I expect in 2026 that more specialized small to medium sized (20-50B parameter) large language models will become a big deal, along with tooling to manage/leverage a quiver of small to medium sized models easily for different workflows (probably agentic or assisted coding first, then others).
In some quick tests with Mistral’s devstral-small-2 (Devstral Small 2 - Mistral AI | Mistral Docs), I’ve found it to not quite be as good as the SOTA (state of the art) massive sized models like Claude Sonnet 4.5, but with some hand holding it can do a good job. It’s also significantly cheaper and faster than SOTA models.
I also expect that some company will start selling 64 to 128GB inference hardware for around $2500 USD which when running small to medium sized models (like devstral-small-2) can perform prompt processing and token generation at speeds that rival current SOTA cloud API performance. The current Strix Halo and DGX Spark boxes are neat, but they cannot run inference on these medium sized models fast enough. NVIDIA’s RTX Pro 6000 has 96GB of RAM and can run inference for medium sized models quite well, but it currently costs upwards of $9000 USD. There’s a market opportunity here and I hope a few very capable companies might take aim at it.

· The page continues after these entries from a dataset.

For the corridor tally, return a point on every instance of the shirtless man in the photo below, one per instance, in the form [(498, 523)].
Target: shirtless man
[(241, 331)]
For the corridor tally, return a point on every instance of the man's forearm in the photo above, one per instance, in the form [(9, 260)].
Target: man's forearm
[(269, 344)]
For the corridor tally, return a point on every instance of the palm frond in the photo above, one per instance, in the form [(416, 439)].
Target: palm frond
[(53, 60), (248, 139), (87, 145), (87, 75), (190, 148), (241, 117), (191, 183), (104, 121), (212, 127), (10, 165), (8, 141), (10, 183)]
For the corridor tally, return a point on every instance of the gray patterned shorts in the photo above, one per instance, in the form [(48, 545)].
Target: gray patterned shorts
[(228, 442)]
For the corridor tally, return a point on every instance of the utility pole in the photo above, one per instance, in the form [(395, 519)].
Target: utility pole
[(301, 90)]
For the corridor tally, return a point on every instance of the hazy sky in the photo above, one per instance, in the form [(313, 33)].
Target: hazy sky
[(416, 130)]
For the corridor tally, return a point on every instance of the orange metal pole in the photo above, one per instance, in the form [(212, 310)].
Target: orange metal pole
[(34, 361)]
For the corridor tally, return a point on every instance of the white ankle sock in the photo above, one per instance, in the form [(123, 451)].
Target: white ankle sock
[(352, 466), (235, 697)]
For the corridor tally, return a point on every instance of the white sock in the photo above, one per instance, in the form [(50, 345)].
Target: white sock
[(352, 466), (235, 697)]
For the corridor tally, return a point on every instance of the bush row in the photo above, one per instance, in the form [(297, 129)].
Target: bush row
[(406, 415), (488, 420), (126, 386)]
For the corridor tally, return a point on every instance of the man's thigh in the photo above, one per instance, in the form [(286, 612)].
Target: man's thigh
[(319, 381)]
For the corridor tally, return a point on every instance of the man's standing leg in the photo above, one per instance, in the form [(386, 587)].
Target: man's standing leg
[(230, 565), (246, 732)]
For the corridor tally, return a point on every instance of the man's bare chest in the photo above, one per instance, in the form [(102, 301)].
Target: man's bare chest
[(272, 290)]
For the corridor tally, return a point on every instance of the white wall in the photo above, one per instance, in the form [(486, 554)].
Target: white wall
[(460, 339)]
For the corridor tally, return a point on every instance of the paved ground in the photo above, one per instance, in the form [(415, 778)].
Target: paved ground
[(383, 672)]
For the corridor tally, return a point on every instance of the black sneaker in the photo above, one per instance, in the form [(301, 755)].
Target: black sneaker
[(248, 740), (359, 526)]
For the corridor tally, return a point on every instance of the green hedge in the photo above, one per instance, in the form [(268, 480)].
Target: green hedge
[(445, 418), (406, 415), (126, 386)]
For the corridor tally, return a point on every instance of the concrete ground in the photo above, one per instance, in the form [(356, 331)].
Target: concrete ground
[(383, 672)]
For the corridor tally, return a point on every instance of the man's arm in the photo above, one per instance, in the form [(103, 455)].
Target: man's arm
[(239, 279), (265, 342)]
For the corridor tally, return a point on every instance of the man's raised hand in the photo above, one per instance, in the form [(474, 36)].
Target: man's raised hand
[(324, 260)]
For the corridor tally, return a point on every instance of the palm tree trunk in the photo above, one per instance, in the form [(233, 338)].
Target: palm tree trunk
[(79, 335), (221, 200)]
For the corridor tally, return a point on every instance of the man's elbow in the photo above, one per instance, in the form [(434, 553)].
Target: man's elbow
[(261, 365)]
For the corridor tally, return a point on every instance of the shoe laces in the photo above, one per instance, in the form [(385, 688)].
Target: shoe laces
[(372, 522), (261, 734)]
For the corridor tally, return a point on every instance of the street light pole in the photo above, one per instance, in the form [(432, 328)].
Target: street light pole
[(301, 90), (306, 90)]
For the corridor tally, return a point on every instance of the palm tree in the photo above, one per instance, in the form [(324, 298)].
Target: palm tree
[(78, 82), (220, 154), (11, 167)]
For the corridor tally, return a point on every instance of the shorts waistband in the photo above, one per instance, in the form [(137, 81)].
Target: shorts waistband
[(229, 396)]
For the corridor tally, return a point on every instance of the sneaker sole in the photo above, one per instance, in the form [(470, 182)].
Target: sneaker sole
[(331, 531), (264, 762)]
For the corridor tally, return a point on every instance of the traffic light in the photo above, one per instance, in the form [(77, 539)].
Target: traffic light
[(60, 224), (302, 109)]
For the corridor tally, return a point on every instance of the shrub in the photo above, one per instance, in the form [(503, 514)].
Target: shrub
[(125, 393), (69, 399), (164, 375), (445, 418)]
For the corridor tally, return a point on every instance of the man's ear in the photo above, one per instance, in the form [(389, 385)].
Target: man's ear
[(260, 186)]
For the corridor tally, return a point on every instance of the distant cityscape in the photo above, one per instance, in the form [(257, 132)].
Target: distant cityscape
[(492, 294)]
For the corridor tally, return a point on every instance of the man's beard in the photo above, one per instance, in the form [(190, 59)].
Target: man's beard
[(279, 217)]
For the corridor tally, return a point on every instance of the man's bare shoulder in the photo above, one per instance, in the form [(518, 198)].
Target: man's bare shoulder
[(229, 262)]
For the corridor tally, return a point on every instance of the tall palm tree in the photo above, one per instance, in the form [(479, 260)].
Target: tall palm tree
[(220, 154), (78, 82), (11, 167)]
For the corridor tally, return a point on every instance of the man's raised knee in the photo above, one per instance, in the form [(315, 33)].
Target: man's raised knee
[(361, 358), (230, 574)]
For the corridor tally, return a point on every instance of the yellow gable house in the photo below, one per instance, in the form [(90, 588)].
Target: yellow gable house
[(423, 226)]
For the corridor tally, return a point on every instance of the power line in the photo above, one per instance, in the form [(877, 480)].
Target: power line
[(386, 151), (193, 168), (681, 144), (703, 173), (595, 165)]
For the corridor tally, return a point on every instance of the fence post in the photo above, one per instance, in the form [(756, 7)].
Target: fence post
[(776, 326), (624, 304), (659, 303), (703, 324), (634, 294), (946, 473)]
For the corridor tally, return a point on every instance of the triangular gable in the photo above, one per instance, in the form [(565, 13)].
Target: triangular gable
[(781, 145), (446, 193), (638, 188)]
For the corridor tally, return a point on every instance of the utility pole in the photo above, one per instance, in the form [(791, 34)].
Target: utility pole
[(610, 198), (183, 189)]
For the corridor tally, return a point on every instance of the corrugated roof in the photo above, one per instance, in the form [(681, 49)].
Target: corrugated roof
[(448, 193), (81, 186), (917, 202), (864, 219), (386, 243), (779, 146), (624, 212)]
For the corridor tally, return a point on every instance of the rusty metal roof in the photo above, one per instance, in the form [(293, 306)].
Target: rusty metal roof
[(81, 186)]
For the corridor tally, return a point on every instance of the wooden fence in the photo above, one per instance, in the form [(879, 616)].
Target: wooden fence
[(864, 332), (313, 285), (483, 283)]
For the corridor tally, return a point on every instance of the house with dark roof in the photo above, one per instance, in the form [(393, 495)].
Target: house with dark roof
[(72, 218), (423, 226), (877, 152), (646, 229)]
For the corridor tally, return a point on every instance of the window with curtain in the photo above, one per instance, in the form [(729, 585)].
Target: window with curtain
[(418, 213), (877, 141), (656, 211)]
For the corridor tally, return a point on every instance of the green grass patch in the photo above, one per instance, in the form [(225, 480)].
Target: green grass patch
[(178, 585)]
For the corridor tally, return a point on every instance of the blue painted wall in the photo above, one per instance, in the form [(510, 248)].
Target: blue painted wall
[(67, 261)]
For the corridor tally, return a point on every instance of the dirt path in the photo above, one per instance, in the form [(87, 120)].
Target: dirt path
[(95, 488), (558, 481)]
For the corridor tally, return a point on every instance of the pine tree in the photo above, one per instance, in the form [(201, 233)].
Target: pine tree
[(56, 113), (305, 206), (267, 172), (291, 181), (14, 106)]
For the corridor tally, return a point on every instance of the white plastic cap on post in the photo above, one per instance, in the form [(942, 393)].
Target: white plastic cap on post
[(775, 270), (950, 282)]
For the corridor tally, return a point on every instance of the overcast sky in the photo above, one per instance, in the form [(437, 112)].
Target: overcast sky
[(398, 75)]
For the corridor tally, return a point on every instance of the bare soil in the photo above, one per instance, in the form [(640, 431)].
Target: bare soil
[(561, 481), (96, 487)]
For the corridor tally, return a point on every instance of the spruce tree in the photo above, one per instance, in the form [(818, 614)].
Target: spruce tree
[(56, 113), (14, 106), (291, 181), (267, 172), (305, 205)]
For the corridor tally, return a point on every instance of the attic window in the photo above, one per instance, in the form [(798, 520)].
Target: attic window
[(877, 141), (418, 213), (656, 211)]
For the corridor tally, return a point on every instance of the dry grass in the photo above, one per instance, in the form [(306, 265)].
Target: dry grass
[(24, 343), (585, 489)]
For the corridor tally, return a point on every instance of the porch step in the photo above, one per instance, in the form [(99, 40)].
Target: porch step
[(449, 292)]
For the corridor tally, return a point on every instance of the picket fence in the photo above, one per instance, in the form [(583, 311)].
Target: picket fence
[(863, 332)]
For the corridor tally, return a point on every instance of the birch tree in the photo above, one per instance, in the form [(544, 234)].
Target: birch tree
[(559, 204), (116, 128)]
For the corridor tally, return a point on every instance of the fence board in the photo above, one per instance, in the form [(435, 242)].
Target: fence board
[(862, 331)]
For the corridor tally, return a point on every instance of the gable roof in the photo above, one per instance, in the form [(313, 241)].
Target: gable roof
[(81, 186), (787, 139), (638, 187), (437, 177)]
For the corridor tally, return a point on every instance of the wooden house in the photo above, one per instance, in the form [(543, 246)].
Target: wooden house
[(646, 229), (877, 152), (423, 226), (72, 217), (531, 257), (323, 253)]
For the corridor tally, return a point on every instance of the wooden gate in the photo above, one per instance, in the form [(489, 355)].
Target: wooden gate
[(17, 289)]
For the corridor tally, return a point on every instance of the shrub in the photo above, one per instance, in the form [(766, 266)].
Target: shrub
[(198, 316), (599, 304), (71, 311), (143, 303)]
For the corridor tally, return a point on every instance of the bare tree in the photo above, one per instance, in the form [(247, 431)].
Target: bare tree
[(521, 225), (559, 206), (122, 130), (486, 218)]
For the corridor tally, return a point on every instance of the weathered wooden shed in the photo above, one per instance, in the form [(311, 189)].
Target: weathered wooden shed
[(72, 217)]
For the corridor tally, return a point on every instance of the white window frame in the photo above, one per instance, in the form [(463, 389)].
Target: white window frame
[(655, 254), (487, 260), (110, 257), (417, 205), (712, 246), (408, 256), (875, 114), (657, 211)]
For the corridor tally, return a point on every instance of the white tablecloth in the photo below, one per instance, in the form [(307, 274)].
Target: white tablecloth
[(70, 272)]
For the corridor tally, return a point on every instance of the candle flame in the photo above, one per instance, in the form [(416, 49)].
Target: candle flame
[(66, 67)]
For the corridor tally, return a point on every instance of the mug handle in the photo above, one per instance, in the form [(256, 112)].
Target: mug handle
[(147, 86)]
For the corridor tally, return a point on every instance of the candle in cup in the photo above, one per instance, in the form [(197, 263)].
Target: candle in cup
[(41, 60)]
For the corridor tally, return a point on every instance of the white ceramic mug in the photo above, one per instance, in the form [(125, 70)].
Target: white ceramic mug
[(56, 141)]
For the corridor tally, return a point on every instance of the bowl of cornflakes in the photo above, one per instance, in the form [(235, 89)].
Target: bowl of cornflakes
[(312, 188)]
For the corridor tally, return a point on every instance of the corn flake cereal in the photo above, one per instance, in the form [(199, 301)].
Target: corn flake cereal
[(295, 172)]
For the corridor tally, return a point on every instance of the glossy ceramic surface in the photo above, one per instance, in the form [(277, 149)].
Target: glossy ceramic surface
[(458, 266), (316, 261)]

The combination of these two things will be a very big deal for personal local LLM hosting and I expect this will also induce a rather large contraction in the planned data center build-out which has dominated tech news lately. A contraction in planned data center build-out should also resolve the RAM pricing situation, although such a contraction is likely to have financial ripple effects for memory fabricators, so this might take longer than this year to happen.
I’m excited to watch the AI space this year! I think some very interesting things will happen.